[LLVMdev] llvm DSA - reproduce the result in PLDI 07 paper

Thu May 7 07:19:19 PDT 2015

On 5/6/15 11:07 PM, Wan Zhiyuan wrote:
> Dear John,
> Thank you so much for your reply!
> Please kindly correct me if my understanding is wrong.
>
> From your reply, I learn that there could be mainly four reasons why 
> DSA's precision is low:
> 1. type inference
> 2. influence of external code
> 3. bug in handling function pointers

To be clear, this is a fault in the algorithm itself (i.e., a completely 
correct implementation would still have the problem).  No one at the 
time was aware of this flaw in the algorithm; a master's student 
discovered it several years after the paper was published.

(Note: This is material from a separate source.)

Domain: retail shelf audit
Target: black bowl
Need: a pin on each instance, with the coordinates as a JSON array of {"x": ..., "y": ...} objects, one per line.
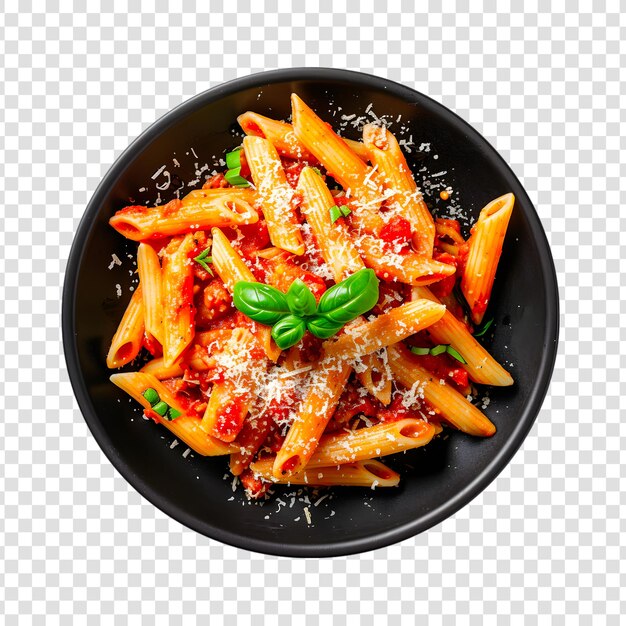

> 4. using the wrong DSA pass
>
> As you mentioned in your previous mail, LLVM changes a lot.
> So I was wondering if DSA's algorithm (presented in PLDI '07) can 
> achieve a comparable precision on top of LLVM 3.5+ after implementing 
> the improvements.

That's an open question and dependent on a lot of things.

I also think you're asking the wrong question.  It sounds like you want 
to fix DSA because doing so will make it more precise, but you haven't 
discussed why you need that precision.

In my opinion, fixing DSA will be a lot of work (2-3 months at least).  
I would not spend time fixing DSA just to see if some synthetic 
precision results get better.  I would fix DSA only if I was writing an 
analysis or transformation that needed points-to, type-inference, and/or 
call graph results more accurate than what DSA is currently providing 
*and* if fixing DSA was the cheapest option in getting those more 
accurate results.

>
> Also, I have diff the DSA code in poolalloc release_19 and release_32. 
> It seems to me that the changes in DSA mainly comes from the aspects 
> as below:
> 1. release_32 introduces the DataLayout to do some type inference;

Not really.  DataLayout used to be called TargetData.  Someone changed 
the name within the past year or so.

> 2. release_32 replaces some data structures with LLVM built-in data 
> structures;
> 3. release_32 handles different types of LLVM IR instructions, and in 
> a different way.
> 4. the inheritance of Analysis Passes has changed a bit.
>
> Therefore, I was wondering if the introduction of DataLayout and 
> changes in LLVM IR cause the imprecision as well.

You're looking at all the cosmetic changes needed to make the DSA code 
compile with modern LLVM.  None of these things is what makes DSA less 
precise.

When I say that changes in LLVM have caused DSA to become less precise, 
I am talking about two issues.  First, newer versions of the LLVM 
front-end generate LLVM IR that DSA does not analyze well. For example, 
after LLVM 1.9, the C front-ends started changing the way they generated 
code for vararg functions.  DSA treated the new code conservatively.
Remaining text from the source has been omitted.